The test method is as follows: adult peripheral blood (1 mL) was collected and red blood cells were counted. The cells were plated in 12-well plates according to the standard of 50 thousands RBC/1mL red blood cell preservation solution. Incubated at 37 ℃. After 24h observation was carried out under a microscope.
As shown in FIGS. 1 to 7, it can be seen from FIGS. 1 to 6 that a large number of RBCs are still in a non-hemolyzed state and the cells are bright after the preservation time of the red blood cells in the red blood cell preservation solution provided by the present invention is 24 hours. Whereas the erythrocytes in FIG. 7 (which were also preserved without uric acid) were substantially totally hemolyzed after 24h incubation at 37 ℃ with only the erythrocyte membrane structure remaining. By comparison, the specific protection effect of uric acid on erythrocytes can be fully shown.
Test example 2
In this test example, 100 ten thousand red blood cells were placed in 1640 medium in normoxic (21% O) conditions 2 ) And hypoxia (5% O) 2 ) Then, two-factor dosing experiments of 1mM Vitamin C (VC), 500. mu.M Uric Acid (UA) and 1mM VC + 500. mu.M UA were performed, a blank control group was set, and 3 days later, observation was performed under a microscope.
As shown in FIG. 8, 3 days after the administration of the drug, the hemolyzed apoptosis of erythrocytes in the 1mM VC group was significantly reduced, while the hemolyzed apoptosis of erythrocytes in the 500. mu.M UA group was significantly reduced, as compared with the control group (i.e., ctrl group). Especially at 5% O 2 Next, nearly 100% of erythrocytes are hemolyzed by VC, while at least more than 50% of erythrocytes have intact cell membrane structure under the protection of UA. It can be seen from the VC + UA group that UA can strongly protect erythrocytes against VC-induced hemolytic apoptosis.

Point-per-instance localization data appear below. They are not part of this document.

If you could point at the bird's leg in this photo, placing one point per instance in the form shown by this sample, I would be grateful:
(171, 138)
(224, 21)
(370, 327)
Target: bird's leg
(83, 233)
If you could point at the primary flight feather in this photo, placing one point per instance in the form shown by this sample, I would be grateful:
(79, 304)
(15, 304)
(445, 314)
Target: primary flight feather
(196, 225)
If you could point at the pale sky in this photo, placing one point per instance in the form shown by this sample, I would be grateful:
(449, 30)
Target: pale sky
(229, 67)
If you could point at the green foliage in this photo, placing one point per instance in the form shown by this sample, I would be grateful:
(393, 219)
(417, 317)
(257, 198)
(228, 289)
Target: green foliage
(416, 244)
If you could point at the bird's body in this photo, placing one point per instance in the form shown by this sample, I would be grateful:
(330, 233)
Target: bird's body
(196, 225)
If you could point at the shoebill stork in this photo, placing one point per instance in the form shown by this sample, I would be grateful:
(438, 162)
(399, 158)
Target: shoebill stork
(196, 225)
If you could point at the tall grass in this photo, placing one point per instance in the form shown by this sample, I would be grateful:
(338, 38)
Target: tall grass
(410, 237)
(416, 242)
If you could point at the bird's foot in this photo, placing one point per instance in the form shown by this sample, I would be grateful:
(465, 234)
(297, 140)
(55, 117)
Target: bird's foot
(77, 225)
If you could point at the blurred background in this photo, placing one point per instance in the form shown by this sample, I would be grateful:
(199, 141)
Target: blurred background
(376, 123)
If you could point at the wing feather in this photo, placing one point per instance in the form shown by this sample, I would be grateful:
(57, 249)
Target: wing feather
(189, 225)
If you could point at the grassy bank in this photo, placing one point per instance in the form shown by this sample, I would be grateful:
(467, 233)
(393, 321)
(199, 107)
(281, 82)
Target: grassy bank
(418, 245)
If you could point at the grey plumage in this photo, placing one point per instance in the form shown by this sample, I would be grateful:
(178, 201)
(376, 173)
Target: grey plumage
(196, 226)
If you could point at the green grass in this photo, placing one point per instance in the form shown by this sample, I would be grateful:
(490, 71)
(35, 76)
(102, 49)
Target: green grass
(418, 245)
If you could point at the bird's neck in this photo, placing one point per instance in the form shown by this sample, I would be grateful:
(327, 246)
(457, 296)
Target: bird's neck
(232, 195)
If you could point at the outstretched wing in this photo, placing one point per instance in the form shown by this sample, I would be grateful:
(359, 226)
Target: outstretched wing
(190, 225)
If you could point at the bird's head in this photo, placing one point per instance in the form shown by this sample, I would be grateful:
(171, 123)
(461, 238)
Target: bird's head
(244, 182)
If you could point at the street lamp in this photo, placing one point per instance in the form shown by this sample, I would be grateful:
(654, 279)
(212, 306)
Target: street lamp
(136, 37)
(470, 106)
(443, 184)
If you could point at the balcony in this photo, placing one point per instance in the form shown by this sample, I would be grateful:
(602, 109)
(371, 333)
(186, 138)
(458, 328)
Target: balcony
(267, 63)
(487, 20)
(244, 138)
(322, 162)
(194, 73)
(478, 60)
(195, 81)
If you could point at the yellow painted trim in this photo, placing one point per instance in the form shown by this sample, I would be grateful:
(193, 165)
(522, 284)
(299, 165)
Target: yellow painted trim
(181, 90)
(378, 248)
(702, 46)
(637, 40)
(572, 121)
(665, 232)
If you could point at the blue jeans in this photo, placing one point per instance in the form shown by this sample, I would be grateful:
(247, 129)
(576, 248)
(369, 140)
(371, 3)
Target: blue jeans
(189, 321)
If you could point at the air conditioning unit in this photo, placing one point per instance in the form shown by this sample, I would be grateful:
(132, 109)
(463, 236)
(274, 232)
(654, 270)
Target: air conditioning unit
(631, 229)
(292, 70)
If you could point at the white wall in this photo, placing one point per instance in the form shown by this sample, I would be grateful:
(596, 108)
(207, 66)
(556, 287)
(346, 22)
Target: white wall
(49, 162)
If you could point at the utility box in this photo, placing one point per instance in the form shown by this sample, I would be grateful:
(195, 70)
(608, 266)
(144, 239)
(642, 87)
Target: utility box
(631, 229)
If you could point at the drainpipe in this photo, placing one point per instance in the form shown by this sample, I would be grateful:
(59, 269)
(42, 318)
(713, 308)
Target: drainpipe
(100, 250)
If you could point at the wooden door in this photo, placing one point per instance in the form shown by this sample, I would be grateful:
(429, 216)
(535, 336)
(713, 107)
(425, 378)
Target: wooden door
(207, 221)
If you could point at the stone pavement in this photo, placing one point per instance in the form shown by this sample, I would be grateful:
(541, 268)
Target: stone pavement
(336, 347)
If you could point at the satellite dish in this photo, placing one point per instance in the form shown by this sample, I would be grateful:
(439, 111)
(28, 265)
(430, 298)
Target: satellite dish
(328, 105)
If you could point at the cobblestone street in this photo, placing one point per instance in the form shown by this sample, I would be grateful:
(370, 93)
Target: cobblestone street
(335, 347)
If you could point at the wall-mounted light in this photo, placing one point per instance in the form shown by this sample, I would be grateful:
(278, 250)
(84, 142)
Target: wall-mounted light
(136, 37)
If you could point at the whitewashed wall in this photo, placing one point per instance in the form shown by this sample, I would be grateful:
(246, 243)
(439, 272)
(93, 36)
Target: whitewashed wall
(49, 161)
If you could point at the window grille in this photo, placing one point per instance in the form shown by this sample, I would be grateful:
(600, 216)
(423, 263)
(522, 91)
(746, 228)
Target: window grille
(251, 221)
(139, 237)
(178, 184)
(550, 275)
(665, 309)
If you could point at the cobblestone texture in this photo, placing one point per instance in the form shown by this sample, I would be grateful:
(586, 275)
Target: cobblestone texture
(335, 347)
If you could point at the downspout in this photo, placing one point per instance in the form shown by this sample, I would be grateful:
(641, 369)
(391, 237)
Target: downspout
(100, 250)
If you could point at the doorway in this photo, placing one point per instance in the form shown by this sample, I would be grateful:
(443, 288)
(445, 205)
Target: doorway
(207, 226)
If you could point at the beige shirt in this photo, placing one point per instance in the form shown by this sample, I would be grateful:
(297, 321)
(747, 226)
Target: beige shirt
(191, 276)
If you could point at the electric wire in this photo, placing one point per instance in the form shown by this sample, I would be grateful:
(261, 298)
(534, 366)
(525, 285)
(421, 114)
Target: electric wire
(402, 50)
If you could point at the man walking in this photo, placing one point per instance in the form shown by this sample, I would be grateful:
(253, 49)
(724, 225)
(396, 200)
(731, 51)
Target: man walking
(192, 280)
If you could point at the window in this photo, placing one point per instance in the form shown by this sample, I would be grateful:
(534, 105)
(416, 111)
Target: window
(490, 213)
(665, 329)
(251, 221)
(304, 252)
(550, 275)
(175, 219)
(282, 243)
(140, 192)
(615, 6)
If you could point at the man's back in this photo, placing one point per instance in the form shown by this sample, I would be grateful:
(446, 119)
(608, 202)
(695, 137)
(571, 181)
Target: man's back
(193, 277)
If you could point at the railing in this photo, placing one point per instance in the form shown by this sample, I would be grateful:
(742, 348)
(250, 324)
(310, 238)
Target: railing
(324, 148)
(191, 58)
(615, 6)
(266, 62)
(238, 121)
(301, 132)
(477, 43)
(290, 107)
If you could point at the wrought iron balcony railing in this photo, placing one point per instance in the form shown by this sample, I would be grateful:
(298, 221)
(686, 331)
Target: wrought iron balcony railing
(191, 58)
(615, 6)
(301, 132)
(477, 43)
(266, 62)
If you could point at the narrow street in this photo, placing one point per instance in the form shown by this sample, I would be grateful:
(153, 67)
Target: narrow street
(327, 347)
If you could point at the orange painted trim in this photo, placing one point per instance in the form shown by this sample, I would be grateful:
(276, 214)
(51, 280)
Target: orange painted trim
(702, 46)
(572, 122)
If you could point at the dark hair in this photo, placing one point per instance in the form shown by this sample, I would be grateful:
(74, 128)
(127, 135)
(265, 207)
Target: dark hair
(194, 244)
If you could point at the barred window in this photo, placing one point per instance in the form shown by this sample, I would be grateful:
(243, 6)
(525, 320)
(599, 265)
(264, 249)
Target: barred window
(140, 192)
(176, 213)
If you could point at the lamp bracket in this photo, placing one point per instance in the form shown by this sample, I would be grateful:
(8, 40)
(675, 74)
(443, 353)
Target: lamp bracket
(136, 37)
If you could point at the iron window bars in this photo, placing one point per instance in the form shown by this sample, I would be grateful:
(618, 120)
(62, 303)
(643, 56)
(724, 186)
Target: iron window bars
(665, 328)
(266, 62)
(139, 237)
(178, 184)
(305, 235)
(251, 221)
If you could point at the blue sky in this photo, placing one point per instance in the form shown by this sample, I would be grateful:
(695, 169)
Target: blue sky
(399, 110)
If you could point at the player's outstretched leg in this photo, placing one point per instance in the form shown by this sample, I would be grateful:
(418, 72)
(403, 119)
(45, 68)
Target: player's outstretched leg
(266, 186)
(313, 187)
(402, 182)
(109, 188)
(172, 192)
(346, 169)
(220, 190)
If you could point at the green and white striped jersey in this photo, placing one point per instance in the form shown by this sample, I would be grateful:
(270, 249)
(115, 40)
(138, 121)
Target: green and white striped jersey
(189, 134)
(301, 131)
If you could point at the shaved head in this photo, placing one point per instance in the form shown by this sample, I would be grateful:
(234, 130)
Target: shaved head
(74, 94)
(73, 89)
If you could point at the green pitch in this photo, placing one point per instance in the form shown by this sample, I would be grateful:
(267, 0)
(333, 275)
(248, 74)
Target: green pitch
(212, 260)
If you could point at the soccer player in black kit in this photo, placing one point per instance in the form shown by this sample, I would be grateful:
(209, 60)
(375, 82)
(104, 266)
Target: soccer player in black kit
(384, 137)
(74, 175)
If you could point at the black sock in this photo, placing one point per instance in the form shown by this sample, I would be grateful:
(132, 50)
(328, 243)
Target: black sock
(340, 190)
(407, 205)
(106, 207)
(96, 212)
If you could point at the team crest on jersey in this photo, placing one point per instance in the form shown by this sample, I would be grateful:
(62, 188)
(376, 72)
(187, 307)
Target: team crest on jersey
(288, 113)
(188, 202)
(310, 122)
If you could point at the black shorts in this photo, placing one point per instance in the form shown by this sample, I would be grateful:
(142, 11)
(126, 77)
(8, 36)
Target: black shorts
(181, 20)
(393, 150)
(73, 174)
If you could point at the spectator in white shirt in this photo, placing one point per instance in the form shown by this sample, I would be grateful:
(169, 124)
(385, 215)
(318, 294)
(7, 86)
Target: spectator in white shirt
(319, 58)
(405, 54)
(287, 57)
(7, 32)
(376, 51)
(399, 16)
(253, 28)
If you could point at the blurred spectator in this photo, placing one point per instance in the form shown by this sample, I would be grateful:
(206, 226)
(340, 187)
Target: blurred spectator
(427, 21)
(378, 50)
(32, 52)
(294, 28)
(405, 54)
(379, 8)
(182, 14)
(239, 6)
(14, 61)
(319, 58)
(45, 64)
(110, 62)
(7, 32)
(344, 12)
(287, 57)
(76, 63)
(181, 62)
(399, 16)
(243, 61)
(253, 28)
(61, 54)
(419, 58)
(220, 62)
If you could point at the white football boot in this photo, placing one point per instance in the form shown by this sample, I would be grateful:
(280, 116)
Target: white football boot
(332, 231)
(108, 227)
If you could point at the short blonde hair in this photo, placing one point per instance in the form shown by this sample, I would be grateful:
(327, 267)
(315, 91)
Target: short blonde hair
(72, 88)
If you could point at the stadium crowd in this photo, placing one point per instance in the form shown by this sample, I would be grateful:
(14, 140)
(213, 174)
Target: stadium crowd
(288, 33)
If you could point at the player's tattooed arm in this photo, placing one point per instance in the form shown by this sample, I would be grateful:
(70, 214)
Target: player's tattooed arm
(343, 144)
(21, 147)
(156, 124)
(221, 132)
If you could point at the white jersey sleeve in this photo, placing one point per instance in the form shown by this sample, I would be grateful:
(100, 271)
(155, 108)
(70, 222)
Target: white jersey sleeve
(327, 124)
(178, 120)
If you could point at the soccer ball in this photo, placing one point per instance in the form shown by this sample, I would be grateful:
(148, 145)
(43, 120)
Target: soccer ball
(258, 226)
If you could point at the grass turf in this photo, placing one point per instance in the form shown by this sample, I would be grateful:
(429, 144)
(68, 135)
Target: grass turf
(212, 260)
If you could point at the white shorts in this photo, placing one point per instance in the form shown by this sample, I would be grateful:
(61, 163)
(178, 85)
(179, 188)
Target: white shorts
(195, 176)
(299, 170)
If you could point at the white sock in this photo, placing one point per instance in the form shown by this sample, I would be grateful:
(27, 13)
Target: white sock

In conclusion, the invention introduces uric acid as an antioxidant into the erythrocyte preservation base solution, can activate erythrocytes, remarkably enhance the anti-hemolytic apoptosis capacity of the erythrocytes, and further improve the membrane homeostasis of the erythrocytes, thereby realizing the long-term preservation of the erythrocytes in the optimal state, and the invention has great application value and wide application prospect for the ultra-long-term in-vitro low-temperature preservation of the erythrocytes for blood transfusion.
The applicant declares that the above description is only a specific embodiment of the present invention, but the scope of the present invention is not limited thereto, and it should be understood by those skilled in the art that any changes or substitutions that can be easily conceived by those skilled in the art within the technical scope of the present invention are within the scope and disclosure of the present invention.